Нет никому дела, что он, Завьялов, один. Но разве кто знает, что он один? Бежать куда-нибудь, уйти… Стучат сильней и сильней часы, будто торопят… Но куда уйдешь? Все равно и на улице и среди друзей он будет неразлучен со своим одиночеством… И так до конца… И никто не виноват… Жизнь прожита…
«Как же это так, что для меня ничего нет? Должна быть какая-то надежда. Должно же случиться что-нибудь хорошее. Непременно случится, — и Завьялов улыбнулся. — Вот уже и надежда… Ведь и это жизнь. Всё — жизнь. Кому — одиночество, кому — счастье и радость. Нет одной мерки для всех. А хорошее случится; раз хочу, то и случится, выйдет, как выходит хорошая работа при желании, чтобы работа была хорошей… Просто в это нужно поверить».
Фонарь за окном померк, что-то черное заслонило его: ветвь липы закачалась от ветра. Зеленые листья сейчас просвечены фонарем до прожилок.
«Деревья облетают по осени. Вот и я — как голое дерево».
Напротив из подъезда десятиэтажного дома с разноцветными чистыми огнями в окнах вышла женщина. В руке — чемоданчик.
Она остановилась на какое-то мгновение и посмотрела в окно, где стоял Завьялов. Он отмахнулся даже, словно бы чего-то испугался.
Что это она так вдруг посмотрела на его окно? Случайно или что-то ей надо, что и окно-то знает?
Она пошла прямо к его дому по узкой асфальтовой дорожке среди изумрудно-серых капель света, разбрызганных из освещенных окон по листьям сирени.
«Почему она так посмотрела?» — Завьялов встревожился, сразу и про одиночество забыл. Подошел к входной двери. Притих в темноте.

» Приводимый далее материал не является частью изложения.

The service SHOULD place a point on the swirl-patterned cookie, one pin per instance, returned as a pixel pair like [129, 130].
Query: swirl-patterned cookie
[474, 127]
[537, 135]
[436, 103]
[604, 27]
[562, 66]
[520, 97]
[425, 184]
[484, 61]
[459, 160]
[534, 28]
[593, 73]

На лестнице, где-то внизу, глубоко-глубоко, послышался стук каблучков. Все ближе и ближе шаги… Вот приблизились к двери, остановились.
2
Раздался стук.
Завьялов открыл дверь и увидел, как женщина вытаскивала торчавшую из почтового ящика газету.
— Вам кого?
Она протянула ему газету.
— Свет пришла исправить.
Темно в квартире. Ничего не видно.
— Так и сидите в потемках? — сказала Настя Залескова, домовый электромонтер.
— Как-то и забыл про свет, — признался Завьялов.
Во многих квартирах приходилось бывать Насте. Не приглядывалась особенно к чужим стенам, любопытства такого не было. Но все замечала, угадывала про чужую жизнь.
В этой квартире ей даже показалось, как что-то стонущее гудит в стенах: может, трубы какие гудят?
Она достала из чемодана фонарик. Вспыхнул свет — метнулся призрачно-белый круг, остановился высоко на стене, на чернеющей коробке с пробками.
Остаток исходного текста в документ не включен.